On 12/28/2016 05:48 AM, Aleksa Sarai wrote:
On 12/28/2016 09:16 PM, nicholas wrote:
from experience and looking around forums, how to update tumbleweed correctly is not obvious, and not clearly presented. The lack of guidence is causing confusion and problems.
The rest of this post is based on my ASSUMPTION that 'sudo zypper dup --no- allow-vendor-change' is best practice.
AFAIK, "zypper up" is all you need to do -- Tumbleweed is a rolling release so there's no distribution version to update to. In fact, "zypper dup" will probably not do what you want.
Wrong! Even though TW is a rolling release each version *is* a distribution upgrade period.
Forums are filled with confusion over the update process e.g. https://forums.opensuse.org/showthread.php/517451-Differnce-between-zypper-u...

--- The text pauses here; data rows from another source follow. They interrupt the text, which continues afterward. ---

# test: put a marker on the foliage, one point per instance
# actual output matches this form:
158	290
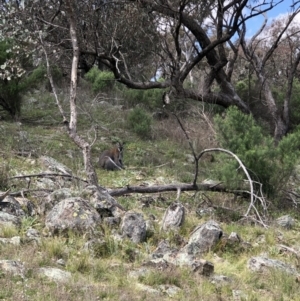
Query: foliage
279	92
266	163
100	80
140	122
149	98
11	88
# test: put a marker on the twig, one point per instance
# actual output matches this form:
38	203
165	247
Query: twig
45	175
2	196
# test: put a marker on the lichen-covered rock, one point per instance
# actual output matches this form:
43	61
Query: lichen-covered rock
174	216
16	240
12	267
285	221
259	263
133	226
7	219
54	198
55	166
55	274
203	238
12	206
72	214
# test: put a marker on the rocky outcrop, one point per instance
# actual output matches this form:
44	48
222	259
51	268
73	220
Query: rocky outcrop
174	216
203	238
72	214
133	226
260	263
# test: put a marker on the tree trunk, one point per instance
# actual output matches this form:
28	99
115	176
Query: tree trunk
72	128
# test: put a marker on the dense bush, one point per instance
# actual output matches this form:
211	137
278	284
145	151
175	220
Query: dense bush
149	98
11	89
266	163
100	80
140	122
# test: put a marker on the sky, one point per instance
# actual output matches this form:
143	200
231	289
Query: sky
283	8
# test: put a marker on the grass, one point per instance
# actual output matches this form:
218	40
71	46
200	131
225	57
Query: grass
103	273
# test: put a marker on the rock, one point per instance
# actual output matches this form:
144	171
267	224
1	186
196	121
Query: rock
7	219
162	249
16	240
148	289
55	166
11	205
54	198
133	226
201	212
32	235
55	274
285	221
189	158
61	262
13	267
28	206
72	214
203	267
220	280
203	238
174	216
112	221
169	290
258	264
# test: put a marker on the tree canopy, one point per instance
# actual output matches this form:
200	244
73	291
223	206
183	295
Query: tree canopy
197	49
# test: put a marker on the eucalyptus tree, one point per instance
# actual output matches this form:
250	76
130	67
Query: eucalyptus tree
141	40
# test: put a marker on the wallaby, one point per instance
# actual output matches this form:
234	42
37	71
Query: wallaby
112	159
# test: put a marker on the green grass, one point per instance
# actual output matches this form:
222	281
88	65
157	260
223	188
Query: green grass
103	273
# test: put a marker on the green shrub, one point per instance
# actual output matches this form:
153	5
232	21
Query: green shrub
149	98
100	80
266	163
10	90
140	122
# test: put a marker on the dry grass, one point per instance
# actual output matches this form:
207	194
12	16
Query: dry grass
104	274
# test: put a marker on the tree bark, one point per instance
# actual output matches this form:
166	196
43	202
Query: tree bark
72	127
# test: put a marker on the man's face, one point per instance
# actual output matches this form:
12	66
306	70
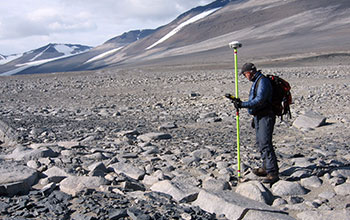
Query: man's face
249	75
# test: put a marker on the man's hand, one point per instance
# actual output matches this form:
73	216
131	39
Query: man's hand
229	96
236	101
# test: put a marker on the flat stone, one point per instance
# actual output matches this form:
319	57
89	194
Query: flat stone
256	191
324	215
286	188
74	184
327	195
154	136
56	172
8	136
128	169
343	189
179	191
202	153
345	172
15	178
312	181
214	184
24	153
235	206
309	120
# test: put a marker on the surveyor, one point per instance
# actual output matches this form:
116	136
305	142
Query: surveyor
259	105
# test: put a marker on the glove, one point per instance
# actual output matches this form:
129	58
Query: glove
229	96
237	103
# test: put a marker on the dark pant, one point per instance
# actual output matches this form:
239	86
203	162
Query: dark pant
264	128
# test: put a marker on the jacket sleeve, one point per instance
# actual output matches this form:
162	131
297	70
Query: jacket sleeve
264	91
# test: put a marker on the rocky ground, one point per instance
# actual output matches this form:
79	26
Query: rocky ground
161	144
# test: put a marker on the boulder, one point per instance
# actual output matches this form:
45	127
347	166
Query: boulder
235	206
324	215
128	169
55	174
8	136
26	154
343	189
256	191
74	184
16	179
154	136
179	191
309	120
312	181
286	188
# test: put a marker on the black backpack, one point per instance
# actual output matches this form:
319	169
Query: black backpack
281	95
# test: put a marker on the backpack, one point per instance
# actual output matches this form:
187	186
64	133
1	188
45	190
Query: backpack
281	96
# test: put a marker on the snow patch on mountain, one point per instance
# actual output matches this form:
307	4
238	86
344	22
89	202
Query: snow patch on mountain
102	55
66	50
39	54
27	65
7	59
182	25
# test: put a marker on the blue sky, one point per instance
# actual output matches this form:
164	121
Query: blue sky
29	24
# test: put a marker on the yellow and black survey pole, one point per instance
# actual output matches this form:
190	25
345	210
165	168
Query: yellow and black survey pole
234	45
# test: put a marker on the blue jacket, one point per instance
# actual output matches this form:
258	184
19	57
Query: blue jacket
261	101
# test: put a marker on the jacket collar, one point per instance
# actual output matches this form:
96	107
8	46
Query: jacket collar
256	76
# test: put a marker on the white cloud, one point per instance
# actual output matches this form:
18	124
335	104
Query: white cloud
29	24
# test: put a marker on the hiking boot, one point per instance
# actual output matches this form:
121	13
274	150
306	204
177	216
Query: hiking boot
271	178
259	171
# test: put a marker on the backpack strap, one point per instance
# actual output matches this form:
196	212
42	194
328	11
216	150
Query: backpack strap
256	85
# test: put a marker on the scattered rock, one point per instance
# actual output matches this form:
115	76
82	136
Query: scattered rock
235	206
74	184
309	120
256	191
286	188
180	192
154	136
15	178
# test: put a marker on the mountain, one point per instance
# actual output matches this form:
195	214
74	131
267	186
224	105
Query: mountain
68	57
271	31
19	63
129	37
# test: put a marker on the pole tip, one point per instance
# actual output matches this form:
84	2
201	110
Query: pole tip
235	44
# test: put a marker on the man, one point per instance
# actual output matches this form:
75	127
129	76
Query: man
259	106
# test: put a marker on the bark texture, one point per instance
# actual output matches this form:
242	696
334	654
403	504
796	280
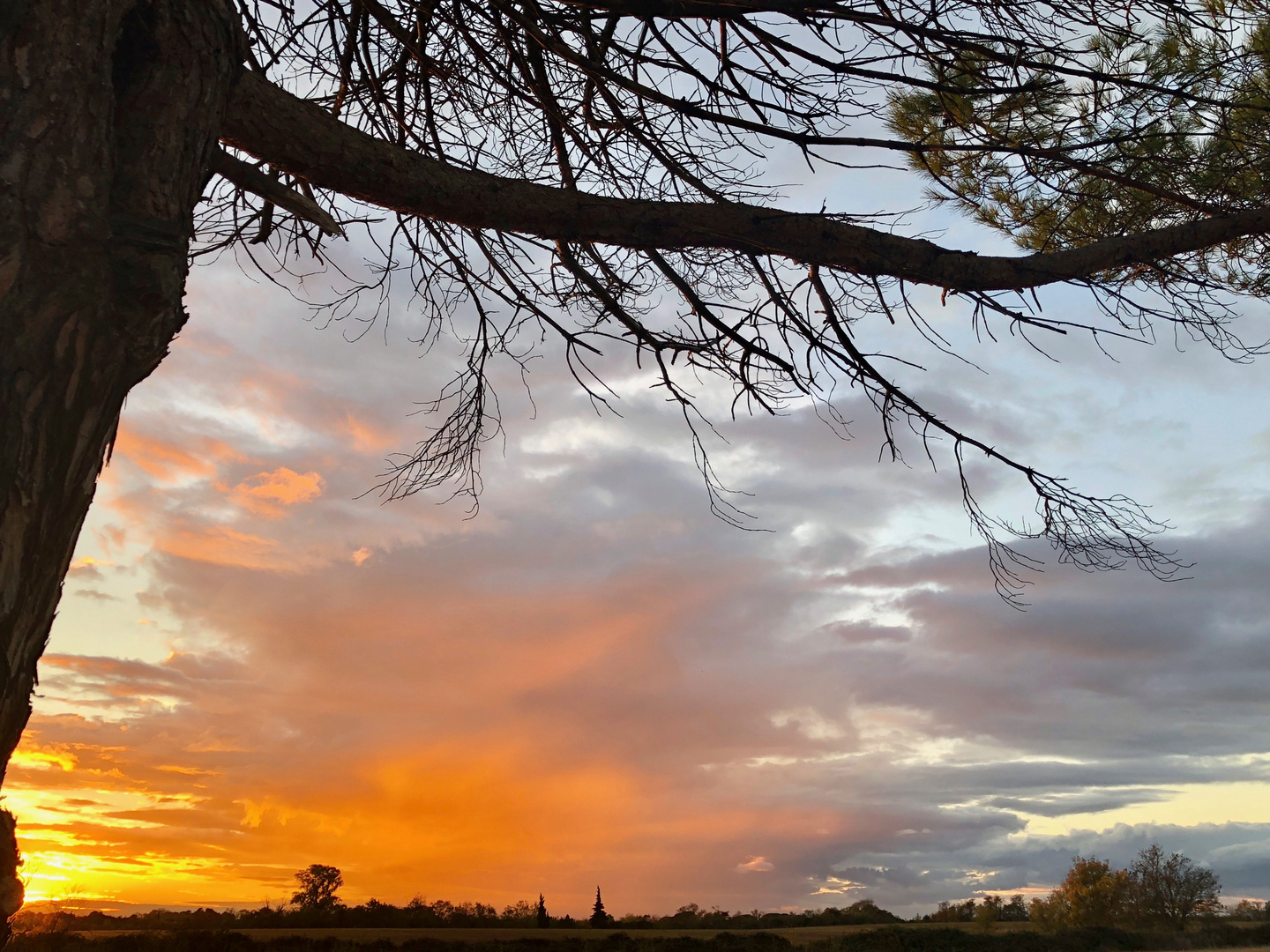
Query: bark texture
108	111
306	141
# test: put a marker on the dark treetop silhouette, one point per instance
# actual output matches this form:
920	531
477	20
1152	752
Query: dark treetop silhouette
557	165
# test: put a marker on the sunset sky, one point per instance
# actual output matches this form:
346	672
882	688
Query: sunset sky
257	666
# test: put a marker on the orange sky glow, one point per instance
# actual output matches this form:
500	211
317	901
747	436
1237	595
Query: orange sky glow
259	666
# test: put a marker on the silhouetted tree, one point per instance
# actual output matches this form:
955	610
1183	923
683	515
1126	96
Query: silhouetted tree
560	167
1171	889
1015	911
598	917
1093	894
318	886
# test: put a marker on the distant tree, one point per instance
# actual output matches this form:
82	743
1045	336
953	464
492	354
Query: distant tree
952	913
1171	890
1015	911
1093	894
318	886
598	917
989	913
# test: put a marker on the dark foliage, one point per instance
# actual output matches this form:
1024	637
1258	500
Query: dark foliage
889	940
419	914
1102	940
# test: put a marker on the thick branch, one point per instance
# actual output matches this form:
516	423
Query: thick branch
306	141
251	179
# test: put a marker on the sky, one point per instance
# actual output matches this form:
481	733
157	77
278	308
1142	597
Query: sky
259	664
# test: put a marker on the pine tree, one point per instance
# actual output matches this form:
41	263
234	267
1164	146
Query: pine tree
598	917
544	919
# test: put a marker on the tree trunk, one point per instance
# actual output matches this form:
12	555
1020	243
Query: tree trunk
108	111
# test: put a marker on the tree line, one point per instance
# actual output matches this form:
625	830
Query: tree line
1159	889
441	913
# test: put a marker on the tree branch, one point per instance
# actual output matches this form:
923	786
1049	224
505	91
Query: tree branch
303	140
251	179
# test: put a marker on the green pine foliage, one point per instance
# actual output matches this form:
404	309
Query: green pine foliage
1058	161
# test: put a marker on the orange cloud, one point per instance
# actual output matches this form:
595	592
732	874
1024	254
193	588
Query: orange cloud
220	545
168	461
270	493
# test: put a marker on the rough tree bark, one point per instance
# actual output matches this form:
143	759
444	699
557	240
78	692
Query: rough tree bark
108	113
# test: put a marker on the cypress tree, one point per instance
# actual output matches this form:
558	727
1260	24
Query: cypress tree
598	917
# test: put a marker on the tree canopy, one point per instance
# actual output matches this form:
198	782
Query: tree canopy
557	167
591	176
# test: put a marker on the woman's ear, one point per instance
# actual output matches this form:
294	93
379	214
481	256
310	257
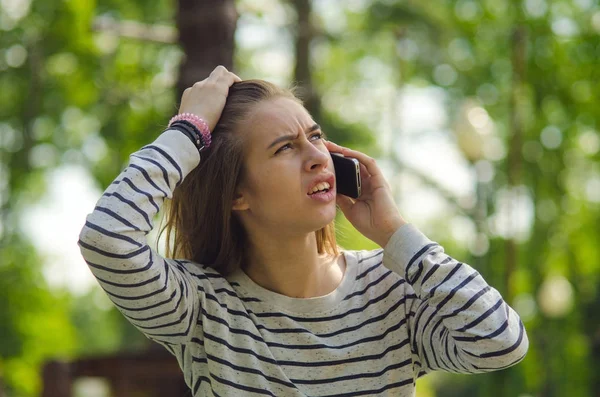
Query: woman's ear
240	203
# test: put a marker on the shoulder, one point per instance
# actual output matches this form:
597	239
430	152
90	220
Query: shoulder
368	263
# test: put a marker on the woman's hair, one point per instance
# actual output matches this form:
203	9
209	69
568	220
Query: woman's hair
200	224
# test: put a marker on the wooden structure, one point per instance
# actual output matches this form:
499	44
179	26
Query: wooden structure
151	373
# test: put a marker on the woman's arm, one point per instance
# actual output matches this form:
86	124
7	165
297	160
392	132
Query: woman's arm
160	297
458	322
154	294
461	324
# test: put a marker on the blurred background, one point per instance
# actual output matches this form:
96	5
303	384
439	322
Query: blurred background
483	114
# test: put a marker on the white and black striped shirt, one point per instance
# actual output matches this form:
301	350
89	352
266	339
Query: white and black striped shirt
399	312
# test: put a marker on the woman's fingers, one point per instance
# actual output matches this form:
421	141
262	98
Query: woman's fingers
207	98
368	162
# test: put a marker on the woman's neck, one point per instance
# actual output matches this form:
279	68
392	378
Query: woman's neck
293	267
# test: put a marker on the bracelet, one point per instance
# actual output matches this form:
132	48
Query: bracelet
189	130
199	125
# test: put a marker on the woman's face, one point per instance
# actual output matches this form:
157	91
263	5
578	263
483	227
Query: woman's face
286	157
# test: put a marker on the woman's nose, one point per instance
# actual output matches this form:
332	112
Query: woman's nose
317	158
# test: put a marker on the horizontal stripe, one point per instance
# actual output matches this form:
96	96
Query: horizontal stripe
368	286
138	190
148	179
131	204
109	254
357	376
165	174
116	216
169	159
108	233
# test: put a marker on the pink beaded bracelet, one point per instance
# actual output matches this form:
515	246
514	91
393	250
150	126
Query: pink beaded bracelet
198	123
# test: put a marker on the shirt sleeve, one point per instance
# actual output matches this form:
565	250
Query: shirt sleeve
458	322
159	296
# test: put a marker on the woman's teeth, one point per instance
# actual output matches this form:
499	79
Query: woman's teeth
320	186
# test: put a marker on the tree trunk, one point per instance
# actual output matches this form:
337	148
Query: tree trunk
206	35
305	33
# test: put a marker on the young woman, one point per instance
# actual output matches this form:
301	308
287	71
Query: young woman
262	301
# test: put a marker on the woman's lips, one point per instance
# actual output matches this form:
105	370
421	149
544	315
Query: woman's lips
324	196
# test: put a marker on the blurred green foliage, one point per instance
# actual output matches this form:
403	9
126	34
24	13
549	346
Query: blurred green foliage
72	94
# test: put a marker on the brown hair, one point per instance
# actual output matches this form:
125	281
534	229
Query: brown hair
200	224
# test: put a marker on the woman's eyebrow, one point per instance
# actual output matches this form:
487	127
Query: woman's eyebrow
289	137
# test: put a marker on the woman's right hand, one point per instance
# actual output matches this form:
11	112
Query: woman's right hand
206	98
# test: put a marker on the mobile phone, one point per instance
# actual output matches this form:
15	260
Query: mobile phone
347	175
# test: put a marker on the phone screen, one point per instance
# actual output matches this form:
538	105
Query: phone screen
347	175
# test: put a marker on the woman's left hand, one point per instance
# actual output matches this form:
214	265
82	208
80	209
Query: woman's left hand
374	214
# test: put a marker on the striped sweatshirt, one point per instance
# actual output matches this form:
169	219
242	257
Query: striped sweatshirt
398	313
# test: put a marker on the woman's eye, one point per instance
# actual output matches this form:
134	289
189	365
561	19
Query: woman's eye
319	135
286	146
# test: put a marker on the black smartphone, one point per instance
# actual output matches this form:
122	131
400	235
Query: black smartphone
347	175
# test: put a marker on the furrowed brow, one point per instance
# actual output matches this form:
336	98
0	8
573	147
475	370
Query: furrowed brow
289	137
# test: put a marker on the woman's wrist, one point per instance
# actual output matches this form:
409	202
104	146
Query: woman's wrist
194	127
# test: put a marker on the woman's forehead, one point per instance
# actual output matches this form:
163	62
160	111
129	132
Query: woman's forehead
278	116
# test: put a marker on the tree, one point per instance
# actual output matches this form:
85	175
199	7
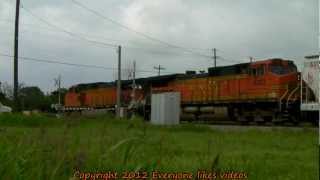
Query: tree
32	98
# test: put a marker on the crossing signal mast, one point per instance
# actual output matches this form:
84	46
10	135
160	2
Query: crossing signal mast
159	68
15	61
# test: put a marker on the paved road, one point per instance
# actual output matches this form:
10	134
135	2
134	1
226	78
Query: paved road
262	128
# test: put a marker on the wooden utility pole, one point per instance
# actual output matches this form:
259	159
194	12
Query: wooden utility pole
159	68
215	56
58	85
16	49
134	82
119	83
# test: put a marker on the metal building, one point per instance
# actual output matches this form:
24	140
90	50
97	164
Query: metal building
165	108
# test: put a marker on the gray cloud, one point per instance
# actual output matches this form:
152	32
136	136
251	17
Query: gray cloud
238	29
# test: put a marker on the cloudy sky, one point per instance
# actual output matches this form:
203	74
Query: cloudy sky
238	29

That question appears to be talking about a YaST issue. I've been using "zypper up" for the past year, and it's always kept my system up to date.
in fact, do zypper up/dup really make sense conceptually or functionally to a rolling distribution?
zypper dup does not. It's purpose is to allow you to upgrade between Leap versions (or to switch between distributions entirely like Leap -> Tumbleweed).
Again, each version of TW *is* a new release which is why "dup" is the recommended way to upgrade.
The question, IF the 'no allow vendor change' is best practice, should we make a more accessible command for updating out of the box (i.e. zypper tup/or other) and should best practices not be better communicated to new users?
I recently had to update a Leap install, and I just followed these instructions[1]. And even though I'm far from sane when it comes to keeping my extra repos sane, it still worked properly.
- Is the dup default of allow-vendor-change really required for leap upgrade?
It shouldn't be, because both vendors are "openSUSE" (IIRC).
[my own learning curve was quite painful, you should not underestimate the conceptual overhead to new user of understanding all the zypper ins and outs regarding 'packages not being updated', 'changing vendor' etc -> your basically expecting the noob to learn *everything* in order to get a working and reliable system within the first few months]
The YaST issue should be fixed (is there an open bug for it?). However, I'm not sure that "noobs" is who openSUSE Tumbleweed is targeting -- a bleeding edge distribution is always going to have some risk of things not working one day. You can't really expect a "noob" to be able to deal with those situations. Leap is much more stable for people like that (and I usually install Leap for people who aren't experts).